Namun di balik kesuksesannya mencipta sepatu yang diminati pasar ini, Gally mengaku kali pertama menekuni sepatu dari tidak bisa menggambar sama sekali.

"Saya berangkat dari tidak punya pengalaman menggambar bahkan basic pun enggak punya. Semuanya mengalir saja," ujarnya.

Padahal, sebagai penikmat musik dan fesyen yang berbau Rock and Roll, Gally mengaku sulit mendapatkan sepatu yang ia inginkan di Indonesia. Hingga akhirnya gagasan membuat sepatu boots sendiri muncul dalam benaknya.

Dari seorang diri yang mendesain sepatu, Gally kini punya 30 perajin sendiri. Meski diakuinya, jumlah perajin sekarang tetap belum bisa memenuhi permintaan.

“Dalam satu bulan pemintaan bisa 1.300-1.500 pasang sepatu saya dapat. Tapi kalau produksi hanya bisa 500 pasang per bulan, karena kita membutnya masih free hand bukan mesin,” tutur Gally mengeluhkan.

3 dari 3 halaman

Berawal dari Cibaduyut

Gally mengakui, awal dirinya terjun ke dunia pembuatan sepatu adalah Cibaduyut. Kawasan sentra sepatu lokal Bandung yang namanya sudah harum ke mana-mana.

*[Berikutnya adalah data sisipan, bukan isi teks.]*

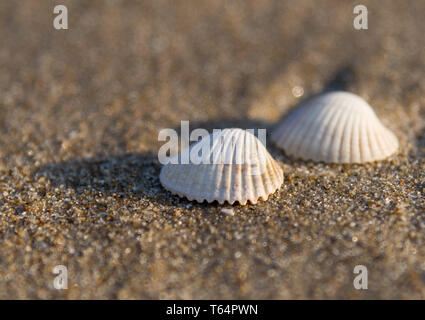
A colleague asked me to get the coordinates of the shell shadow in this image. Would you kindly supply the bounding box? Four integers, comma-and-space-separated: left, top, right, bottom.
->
32, 153, 189, 206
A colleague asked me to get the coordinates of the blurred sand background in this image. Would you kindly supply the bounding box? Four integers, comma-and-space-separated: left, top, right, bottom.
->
0, 0, 425, 299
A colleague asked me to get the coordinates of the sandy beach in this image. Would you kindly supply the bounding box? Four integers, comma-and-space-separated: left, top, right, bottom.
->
0, 0, 425, 299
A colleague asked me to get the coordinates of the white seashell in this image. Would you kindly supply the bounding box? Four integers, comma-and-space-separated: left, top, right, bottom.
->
271, 91, 399, 163
159, 129, 283, 205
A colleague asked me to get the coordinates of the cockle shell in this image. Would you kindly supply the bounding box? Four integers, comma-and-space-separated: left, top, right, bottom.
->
159, 129, 283, 205
271, 91, 399, 163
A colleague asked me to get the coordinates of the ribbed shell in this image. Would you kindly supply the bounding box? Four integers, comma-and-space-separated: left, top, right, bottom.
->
271, 91, 399, 163
159, 129, 283, 205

"Selain mengamen, saya juga belajar dari pembuat sepatu di Cibaduyut. Selama kurang lebih setahun, ikut belajar dari mereka membuat sepatu dari nol dan belajar pada karakter tiap orang dalam membuat sepatu seperti apa," kata Gally.

Pengetahuan tentang membuat sepatu sedikit demi sedikit mulai merasuk dalam diri Gally. Sebagai orang yang merasa terbantu dan mendapat ilmu persepatuan dari Cibaduyut, ia tidak melupakan masa lalunya. Keberadaan perajin sepatu yang mulai berkurang, Gally pun mencoba melakukan terobosan.

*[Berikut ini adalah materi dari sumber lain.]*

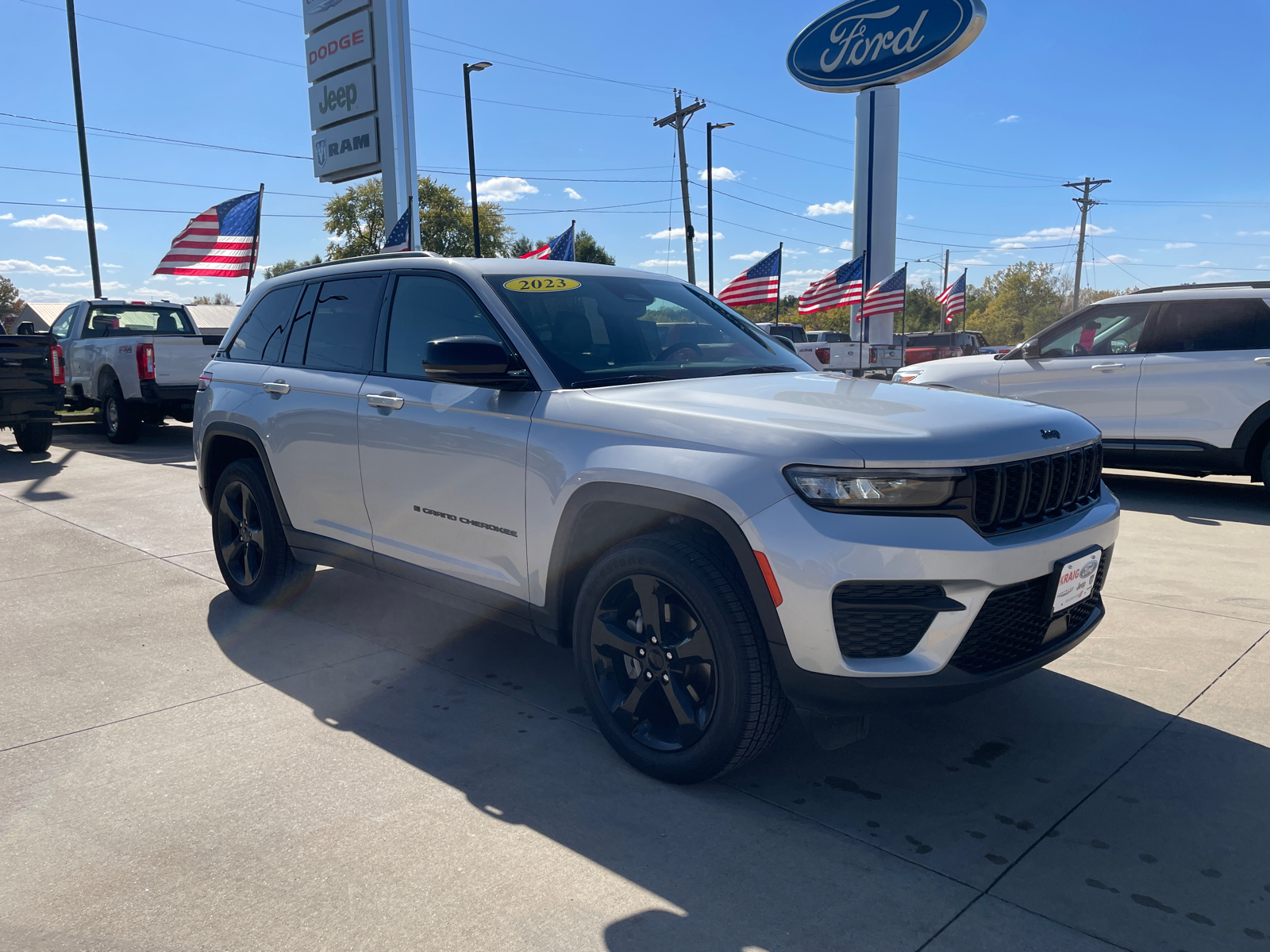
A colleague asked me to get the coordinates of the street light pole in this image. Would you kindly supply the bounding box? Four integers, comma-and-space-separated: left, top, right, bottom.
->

Hal itu ia lakukan dengan awalnya membawa dua orang perajin sepatu dari Cibaduyut, hingga kini puluhan perajin telah bekerja di bengkelnya. Keputusan tersebut diambil Gally agar perajin muda lahir dan tidak berhenti di generasi tua semata.

"Semua karyawan dari Cibaduyut mulai dari bapak, anak sampai cucu. Kita bisa lihat sekarang ini pembuat sepatu mulai langka. Makanya saya coba rangkul yang muda mulai dari anak cucu mereka. Tujuannya hanya satu, mengangkat harkat perajin lokal," tegasnya.

Keberlanjutan para perajin lokal menurutnya sangat penting. Bahkan orang yang tidak mengenal dunia sepatu pun dia libatkan untuk belajar memahami pembuatan sepatu.

"Semua orang pasti ingin move on. Nah, bagaimana caranya aku jadi berkat bagi orang lain ya ini caranya. Membuka lapangan kerja yang baru," ucapnya.